My focus eventually will also go to the cloud such as Atlas, etc. And then compare cloud vs on premise performance, then also how the mobile devices services work such as Device Sync vs AWS App Sync etc. and then comparing GraphQL services where applicable and so on and so forth.
This is dominantly for academic research and working to be as unbiased and direct to findings as I can get.
The Problem
Using MongoDB 6.0.5, 5.0.15, and 4.4.19, for some odd reason even when no data is being stored at all, literally just running the service, MongoDB is reading and writing the following:
6.0.5 is going through 68kB a minute of Read/Write
5.0.15 is going through 74kB a minute of Read/Write
4.4.19 is going through 39kB a minute of Read/Write
The impact of this:
4.4.19 will overwrite ~20.5GB of SSD space per year per instance/service.
5.0.15 will overwrite ~38.9GB of SSD space per year per instance/service
6.0.5 will overwrite ~35.74GB of SSD space per year per instance/service
The impact to this, is that this is without even having any data, just an instance using the Community Server and having an admin account login. No sharding, no other configurations besides the following:
Storage path, system log destination, the port, ad process management etc. Everything is just default.
This isn’t seen in other vendors, is there a specific operation that causes this to occur? The significance of this is that this causes premature failure of SSDs that organically have a limited number of reads/writes. Once you start putting data on the services such as a JSON doc with typical Name, Address, Phone Number, etc. and store just the sample airBnB data, this can jump the reads/writes at rest to almost twice of what it’s doing.
Then if you start a 3 sharded cluster, and combine each shard, just at rest, it multiplies further. In my research for root cause of this issue, I found a user post from 2021 describing this same issue with a similar finding: Martin_Beran who made the same discovery apparently in Jan of 2021.

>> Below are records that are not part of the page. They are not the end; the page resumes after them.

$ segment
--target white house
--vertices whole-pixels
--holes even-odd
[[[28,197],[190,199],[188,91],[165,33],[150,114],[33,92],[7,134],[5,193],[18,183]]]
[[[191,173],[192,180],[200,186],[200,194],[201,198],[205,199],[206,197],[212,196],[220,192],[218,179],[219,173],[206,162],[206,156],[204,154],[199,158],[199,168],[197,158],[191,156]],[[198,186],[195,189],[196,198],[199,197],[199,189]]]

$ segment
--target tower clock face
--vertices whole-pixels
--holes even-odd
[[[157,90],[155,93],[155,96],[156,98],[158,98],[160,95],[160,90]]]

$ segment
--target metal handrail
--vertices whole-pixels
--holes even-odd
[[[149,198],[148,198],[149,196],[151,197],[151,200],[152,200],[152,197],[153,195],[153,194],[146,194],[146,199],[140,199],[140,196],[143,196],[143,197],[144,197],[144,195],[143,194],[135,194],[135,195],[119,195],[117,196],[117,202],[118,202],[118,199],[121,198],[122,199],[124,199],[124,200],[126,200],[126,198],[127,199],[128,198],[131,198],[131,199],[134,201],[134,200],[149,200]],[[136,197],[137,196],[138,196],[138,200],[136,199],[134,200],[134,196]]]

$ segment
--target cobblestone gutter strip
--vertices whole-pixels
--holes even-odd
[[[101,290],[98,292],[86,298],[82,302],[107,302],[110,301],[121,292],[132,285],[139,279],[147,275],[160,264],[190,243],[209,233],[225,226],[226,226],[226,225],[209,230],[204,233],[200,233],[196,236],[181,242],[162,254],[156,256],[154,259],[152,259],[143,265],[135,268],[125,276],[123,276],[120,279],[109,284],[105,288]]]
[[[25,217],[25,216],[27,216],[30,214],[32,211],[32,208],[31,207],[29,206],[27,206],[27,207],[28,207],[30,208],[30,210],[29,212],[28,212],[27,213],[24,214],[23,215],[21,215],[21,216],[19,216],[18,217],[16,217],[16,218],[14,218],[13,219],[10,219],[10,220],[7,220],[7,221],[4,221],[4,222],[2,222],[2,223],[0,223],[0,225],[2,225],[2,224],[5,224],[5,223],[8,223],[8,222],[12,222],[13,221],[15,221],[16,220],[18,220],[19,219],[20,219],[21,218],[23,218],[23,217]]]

Is there any information of why it is doing this, or how to throttle these misc read/writes down to save on hardware?
Is there any performance impacts known after doing this?
Is this some kind of old bug?
I don’t see this being a problem with cloud managed services like Atlas, but for on-premise performance and for hybrid performance, this brings and MTTF metric for hardware impact that is significant in comparison to other services.
Another Large Question
What exactly is MongoDB reading and writing when it’s not storing anything? In my attempts to find whatever it’s writing or reading, I literally can’t find anything at all. This is literally just running after installation and basic config with everything but sample data loaded. Once you add sample data the rates of reads/writes at rest exponentially increase for no known reason.